Sunday, November 7, 2010
Publisher/Year: DC, 2005
Artist: Rags Morales
Writer: Brad Meltzer
Collects: Identity Crisis #1-7
Comic books have really evolved since the golden age. Does anyone remember the Comics Code Authority (CCA)? Back in the days when violence and sexual innuendo was restricted, this story would have never been published. Then again, I think the same could be said for about 90% of the comics currently being published.
This was my introduction to Brad Meltzer's writing. To say the least, I am a fan. He lured me into the DC Universe, got me up-to-speed, and fascinated me with this storyline. The big question this trade poses is "What happens when the 'bad guys' learn the secret identities of the 'good guys' and start taking it out on their families?" Another good question Brad poses is "Where do superheroes draw the line?"
This trade is an excellent read of fiction, and an interesting study in psychology. How far do superheroes allow ethics and morality to be bent before they become the very villains they combat? Where is the line drawn? For people like Batman, there has always been a large gray area of morality. On the other hand, Superman fights for "truth, justice, and the American way." What happens when a small group of heroes from the Justice League cross the line and keep it secret from the rest?

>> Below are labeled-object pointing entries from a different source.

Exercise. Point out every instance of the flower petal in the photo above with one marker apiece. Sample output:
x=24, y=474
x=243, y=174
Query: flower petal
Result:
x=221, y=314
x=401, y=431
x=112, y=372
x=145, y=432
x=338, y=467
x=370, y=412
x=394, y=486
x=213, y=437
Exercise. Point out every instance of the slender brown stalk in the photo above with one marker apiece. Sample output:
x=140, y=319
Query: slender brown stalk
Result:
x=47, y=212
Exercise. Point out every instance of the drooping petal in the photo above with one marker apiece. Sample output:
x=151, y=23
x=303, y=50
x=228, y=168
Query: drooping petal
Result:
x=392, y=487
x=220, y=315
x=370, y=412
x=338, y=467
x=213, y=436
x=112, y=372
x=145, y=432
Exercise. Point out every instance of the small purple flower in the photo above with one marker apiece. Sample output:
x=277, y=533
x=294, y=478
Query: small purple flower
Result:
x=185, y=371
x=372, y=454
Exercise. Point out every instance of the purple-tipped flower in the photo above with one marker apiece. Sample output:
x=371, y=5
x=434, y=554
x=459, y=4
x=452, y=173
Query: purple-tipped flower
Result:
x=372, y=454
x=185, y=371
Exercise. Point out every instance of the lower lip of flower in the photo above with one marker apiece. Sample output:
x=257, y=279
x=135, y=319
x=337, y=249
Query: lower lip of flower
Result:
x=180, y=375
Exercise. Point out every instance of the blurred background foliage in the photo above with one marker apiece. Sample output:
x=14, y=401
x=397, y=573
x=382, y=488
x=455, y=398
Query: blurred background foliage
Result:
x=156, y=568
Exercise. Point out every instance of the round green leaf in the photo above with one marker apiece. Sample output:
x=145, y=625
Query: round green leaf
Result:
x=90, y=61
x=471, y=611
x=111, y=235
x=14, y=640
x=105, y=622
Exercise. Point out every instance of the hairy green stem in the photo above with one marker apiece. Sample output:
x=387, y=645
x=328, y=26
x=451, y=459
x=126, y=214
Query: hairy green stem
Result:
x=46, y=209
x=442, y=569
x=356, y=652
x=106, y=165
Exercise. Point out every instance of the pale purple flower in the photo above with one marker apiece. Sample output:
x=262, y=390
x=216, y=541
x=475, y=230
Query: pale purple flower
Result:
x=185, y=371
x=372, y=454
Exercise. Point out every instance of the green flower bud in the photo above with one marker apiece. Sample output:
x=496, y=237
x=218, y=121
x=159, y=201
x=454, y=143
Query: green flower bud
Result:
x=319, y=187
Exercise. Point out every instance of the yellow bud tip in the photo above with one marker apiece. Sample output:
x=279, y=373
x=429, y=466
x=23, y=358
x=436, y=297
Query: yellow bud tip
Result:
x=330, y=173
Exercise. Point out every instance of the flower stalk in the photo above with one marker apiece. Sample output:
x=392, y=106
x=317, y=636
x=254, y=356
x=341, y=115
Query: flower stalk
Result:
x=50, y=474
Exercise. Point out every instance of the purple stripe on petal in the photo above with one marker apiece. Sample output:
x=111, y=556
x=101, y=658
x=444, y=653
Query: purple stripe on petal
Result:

What usually happens when anyone tells a lie? Sooner or later, the lie is discovered.
The entire superhero community is so focused to find the person who committed a horrible act of murder against one of their own; they don't think to look to themselves as possible suspects. They act well as a team, but they don't think well together. It doesn't help that those who are covering their secret help to form the teams to hunt down suspects. The end of this story and the reveal of the real culprit will shock you.
As I said, this is a great work of fiction and psychology. Meltzer did his homework before he wrote this fine piece of work. Rags Morales' art is a fine compliment to Meltzer's writing to combine and create one hell of a trade. Add this one to your expanding collection as I have. I have already read this trade twice, and it has been a great read each time without any disappointment.